Employees who have the use of a company car may sometimes use the vehicle for personal use – this is a fringe benefit which must be taxed by adding it to the employee’s PAYE each month. If you have an employee who has been assigned a company car this taxation process is essential in order to comply with SARS regulations. Here is a quick guide to the taxation of personal use on company vehicles:
Defining Personal Use
Before any calculations can be made, it is important to understand what personal use of a company car means as far as SARS is concerned.
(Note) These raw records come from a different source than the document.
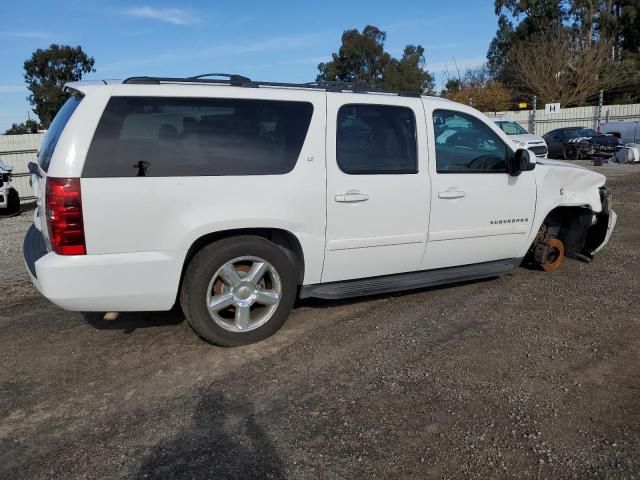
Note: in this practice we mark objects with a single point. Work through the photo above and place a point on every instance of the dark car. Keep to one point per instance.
(573, 143)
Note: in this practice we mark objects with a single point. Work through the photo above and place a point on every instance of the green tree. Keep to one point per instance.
(362, 59)
(30, 126)
(47, 71)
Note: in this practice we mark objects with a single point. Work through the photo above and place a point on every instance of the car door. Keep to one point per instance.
(479, 213)
(554, 141)
(377, 185)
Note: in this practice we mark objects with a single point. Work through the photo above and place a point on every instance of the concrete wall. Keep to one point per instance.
(19, 150)
(570, 117)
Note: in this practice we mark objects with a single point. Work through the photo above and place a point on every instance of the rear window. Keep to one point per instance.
(164, 137)
(50, 140)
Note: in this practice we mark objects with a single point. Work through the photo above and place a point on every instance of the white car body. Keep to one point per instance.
(526, 140)
(139, 232)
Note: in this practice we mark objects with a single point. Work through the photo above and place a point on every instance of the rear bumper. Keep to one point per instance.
(142, 281)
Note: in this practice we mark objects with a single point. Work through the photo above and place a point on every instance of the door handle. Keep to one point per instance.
(452, 193)
(352, 196)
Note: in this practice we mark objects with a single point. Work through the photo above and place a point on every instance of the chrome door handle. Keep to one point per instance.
(352, 196)
(452, 193)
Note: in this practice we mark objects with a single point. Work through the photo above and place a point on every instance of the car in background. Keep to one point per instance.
(521, 137)
(627, 132)
(9, 197)
(575, 143)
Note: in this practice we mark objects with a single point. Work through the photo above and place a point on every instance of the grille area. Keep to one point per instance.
(539, 150)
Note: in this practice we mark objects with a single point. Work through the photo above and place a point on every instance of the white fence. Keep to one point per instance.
(18, 151)
(543, 122)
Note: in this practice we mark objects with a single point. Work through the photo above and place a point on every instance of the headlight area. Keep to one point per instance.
(597, 233)
(606, 197)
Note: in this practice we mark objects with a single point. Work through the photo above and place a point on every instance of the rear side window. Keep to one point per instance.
(50, 140)
(376, 139)
(166, 137)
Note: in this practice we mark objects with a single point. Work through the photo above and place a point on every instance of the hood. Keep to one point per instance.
(526, 137)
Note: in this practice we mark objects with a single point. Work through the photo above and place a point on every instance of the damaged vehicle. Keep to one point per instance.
(578, 143)
(9, 197)
(235, 197)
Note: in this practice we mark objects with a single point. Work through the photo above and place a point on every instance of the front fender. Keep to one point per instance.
(561, 184)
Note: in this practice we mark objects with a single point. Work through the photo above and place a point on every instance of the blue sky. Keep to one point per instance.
(266, 40)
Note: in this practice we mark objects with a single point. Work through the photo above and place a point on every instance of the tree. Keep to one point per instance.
(47, 71)
(537, 16)
(30, 126)
(558, 67)
(362, 59)
(478, 88)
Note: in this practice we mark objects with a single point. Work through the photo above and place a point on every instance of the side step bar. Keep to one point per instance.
(408, 281)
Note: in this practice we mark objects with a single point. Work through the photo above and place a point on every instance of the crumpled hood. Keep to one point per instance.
(526, 137)
(567, 184)
(5, 168)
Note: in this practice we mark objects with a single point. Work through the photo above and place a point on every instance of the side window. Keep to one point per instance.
(376, 139)
(167, 137)
(465, 144)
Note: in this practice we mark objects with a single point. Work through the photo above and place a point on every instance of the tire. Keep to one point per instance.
(221, 275)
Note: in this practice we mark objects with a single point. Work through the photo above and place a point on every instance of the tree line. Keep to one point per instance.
(557, 50)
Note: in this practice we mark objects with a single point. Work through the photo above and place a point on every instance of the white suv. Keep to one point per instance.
(521, 138)
(234, 197)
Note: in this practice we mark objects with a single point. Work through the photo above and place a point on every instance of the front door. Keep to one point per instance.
(479, 212)
(378, 189)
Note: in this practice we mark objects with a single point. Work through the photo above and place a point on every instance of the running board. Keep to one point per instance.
(408, 281)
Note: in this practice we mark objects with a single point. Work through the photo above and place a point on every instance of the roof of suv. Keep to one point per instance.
(241, 81)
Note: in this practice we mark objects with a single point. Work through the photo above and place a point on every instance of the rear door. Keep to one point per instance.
(377, 185)
(479, 213)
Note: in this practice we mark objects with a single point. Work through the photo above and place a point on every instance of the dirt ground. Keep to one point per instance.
(531, 375)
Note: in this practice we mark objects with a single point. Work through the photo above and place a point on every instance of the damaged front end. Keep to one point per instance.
(573, 232)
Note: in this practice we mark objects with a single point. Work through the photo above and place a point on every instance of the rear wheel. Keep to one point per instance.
(238, 290)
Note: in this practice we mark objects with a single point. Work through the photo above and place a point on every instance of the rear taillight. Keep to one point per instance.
(64, 216)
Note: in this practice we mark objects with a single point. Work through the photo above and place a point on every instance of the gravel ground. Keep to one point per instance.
(532, 375)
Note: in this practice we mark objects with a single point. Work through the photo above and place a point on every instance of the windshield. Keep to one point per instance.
(580, 132)
(511, 128)
(55, 130)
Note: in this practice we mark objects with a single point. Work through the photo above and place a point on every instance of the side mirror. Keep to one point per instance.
(520, 162)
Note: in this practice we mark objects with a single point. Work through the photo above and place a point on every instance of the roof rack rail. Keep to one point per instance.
(242, 81)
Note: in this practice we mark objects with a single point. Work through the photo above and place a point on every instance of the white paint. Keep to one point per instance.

If an employee uses the vehicle for any purpose which does not involve the business, for example driving from home to work, fetching his or her children from school during lunch hour, or collecting a personal package from the post office, the vehicle is understood to have been used for personal purposes.
Personal Use and PAYE
The PAYE taxation for personal use of a company vehicle is calculated according to the number of kilometres that were used up on personal trips during a given month. The PAYE calculation works as follows:
- Calculate the fringe benefit value: The determined value of the car x 3.5% per month.(The determined value of the car is the full price paid including VAT plus the value of the motor plan, if there is one. Finance charges are NOT included).
- PAYE is equal to 80% of the fringe value.
- The PAYE is deducted monthly from the employee’s salary
(For example, a company vehicle valued at R500 000 would have a monthly fringe value of R17 500. 80% of this amount is equal to R14 000.
If an employee uses the vehicle for unlimited personal use, the full amount (R14000 in this case) should be deducted monthly. However, if the vehicle is used for personal purposes very rarely, the employee should keep a log book to prove this, and the amount deducted will be calculated according to the % of monthly kilometres used for personal use.